Lars Haltbrekken, a Socialist Party member of Norway’s Parliament, said in a statement Monday that he nominated Abrams because her “work follows in Dr. Martin Luther King Jr.’s footsteps in the fight for equality before the law and for civil rights.”
“Abrams’ efforts to complete King’s work are crucial if the United States of America shall succeed in its effort to create fraternity between all its peoples and a peaceful and just society,” Haltbrekken said, per Reuters.
Abrams did not respond to HuffPost’s request for comment.
Nominations for the distinction may be submitted by elected officials, professors and certain others who meet “nomination criteria,” according to the Nobel Peace Prize website. The Norwegian Nobel Committee selects recipients in October. The names of nominees aren’t officially disclosed for 50 years, but nominators can reveal who they’ve suggested.
In addition to Abrams, this year’s contenders include the group Black Lives Matter, former President Donald Trump, former White House adviser Jared Kushner, Russian politician Alexei Navalny, climate activist Greta Thunberg and WikiLeaks.
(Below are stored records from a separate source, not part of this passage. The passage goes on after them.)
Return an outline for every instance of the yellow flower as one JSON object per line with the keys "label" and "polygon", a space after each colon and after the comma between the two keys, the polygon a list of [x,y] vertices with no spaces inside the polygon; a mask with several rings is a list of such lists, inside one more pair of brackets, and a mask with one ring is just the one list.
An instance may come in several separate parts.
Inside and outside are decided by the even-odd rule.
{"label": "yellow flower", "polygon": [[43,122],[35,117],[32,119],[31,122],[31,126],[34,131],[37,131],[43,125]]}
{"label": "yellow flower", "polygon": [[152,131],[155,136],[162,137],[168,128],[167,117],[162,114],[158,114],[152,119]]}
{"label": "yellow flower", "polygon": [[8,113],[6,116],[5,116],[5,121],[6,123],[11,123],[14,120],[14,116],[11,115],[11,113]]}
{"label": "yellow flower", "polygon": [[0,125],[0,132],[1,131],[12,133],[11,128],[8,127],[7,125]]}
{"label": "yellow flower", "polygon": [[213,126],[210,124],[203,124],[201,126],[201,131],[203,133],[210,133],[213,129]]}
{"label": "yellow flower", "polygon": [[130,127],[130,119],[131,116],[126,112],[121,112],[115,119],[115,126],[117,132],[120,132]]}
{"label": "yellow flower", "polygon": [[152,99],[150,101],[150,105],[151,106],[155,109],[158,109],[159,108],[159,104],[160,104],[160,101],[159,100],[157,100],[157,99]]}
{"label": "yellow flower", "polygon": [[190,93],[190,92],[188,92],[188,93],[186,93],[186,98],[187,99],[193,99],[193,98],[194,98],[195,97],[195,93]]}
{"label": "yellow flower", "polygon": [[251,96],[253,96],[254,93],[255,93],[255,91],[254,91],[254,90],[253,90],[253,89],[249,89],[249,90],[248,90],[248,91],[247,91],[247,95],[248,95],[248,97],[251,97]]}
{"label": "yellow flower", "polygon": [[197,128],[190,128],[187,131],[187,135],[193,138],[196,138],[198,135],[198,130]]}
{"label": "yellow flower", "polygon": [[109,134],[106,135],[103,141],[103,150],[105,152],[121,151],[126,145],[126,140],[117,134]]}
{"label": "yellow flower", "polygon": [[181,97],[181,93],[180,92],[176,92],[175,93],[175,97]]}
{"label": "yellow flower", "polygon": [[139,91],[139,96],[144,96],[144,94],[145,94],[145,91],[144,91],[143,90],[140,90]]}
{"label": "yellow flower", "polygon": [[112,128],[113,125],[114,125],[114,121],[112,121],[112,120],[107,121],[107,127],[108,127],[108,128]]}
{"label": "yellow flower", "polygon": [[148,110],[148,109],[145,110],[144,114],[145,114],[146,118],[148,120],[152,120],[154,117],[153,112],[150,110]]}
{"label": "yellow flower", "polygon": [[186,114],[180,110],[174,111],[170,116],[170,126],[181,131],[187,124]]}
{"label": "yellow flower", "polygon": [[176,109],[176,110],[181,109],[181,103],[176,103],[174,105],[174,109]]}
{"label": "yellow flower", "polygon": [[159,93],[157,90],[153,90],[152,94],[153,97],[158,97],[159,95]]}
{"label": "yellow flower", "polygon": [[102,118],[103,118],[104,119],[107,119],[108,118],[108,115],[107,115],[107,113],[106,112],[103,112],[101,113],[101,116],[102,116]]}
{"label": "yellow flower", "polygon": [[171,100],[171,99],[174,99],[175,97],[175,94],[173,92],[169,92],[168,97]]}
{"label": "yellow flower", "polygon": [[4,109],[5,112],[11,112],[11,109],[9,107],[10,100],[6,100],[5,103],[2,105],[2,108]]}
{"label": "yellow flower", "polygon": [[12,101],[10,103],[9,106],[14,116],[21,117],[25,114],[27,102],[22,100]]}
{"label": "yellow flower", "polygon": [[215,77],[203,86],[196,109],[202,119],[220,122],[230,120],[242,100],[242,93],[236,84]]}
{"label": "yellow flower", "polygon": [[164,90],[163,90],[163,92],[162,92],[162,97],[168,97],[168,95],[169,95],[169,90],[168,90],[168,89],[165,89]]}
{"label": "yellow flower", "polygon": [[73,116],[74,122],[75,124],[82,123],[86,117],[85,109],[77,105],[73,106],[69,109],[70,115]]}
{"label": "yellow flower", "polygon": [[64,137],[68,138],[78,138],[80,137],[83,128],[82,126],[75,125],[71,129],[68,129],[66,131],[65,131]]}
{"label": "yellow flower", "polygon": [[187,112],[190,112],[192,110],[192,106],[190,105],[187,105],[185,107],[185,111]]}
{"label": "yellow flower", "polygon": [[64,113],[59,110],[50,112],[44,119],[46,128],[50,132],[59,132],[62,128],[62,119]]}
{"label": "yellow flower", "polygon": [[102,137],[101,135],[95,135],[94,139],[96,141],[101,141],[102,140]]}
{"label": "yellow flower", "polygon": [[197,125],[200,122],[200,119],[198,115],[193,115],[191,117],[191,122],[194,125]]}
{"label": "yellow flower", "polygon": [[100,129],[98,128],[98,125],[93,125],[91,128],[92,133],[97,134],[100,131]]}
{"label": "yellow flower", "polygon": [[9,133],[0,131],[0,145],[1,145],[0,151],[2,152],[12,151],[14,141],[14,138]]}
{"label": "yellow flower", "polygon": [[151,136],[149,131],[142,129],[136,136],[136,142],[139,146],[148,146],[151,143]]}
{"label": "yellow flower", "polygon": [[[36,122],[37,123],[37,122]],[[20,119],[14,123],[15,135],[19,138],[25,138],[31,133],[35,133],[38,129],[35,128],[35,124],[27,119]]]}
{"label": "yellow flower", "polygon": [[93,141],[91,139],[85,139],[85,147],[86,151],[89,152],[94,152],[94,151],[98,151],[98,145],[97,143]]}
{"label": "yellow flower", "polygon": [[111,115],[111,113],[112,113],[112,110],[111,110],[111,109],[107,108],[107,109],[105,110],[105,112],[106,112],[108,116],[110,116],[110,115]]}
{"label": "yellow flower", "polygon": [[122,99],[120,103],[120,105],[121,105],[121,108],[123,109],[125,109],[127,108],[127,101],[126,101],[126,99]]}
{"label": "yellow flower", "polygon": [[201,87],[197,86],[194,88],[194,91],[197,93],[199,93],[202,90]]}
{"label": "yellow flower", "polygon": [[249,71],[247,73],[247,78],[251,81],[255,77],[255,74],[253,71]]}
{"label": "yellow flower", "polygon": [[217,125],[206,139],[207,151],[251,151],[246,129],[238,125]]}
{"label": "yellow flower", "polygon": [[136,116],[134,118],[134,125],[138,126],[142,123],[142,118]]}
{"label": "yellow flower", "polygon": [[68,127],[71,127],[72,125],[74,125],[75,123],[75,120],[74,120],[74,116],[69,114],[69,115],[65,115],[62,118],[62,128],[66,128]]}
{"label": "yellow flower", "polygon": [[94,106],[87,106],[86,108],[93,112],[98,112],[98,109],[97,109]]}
Abrams’ work boosting voter turnout has been widely praised for flipping Georgia to Democrats in the presidential and Senate elections. She was the first Black woman to become a Georgia gubernatorial nominee of either party in 2018, and a year later became the first African American woman to deliver a response to the State of the Union address.
She was recently lauded as the “American dream” by musician Pharrell Williams, who credited her with an “incredible analysis of how you could engineer change.”
Of that praise, Abrams said in an interview with People: “I have no right to victory. No politician running for office has the right to win, but as a citizen of Georgia, I had the right to make certain that the votes were counted, that the people who wanted to participate could.”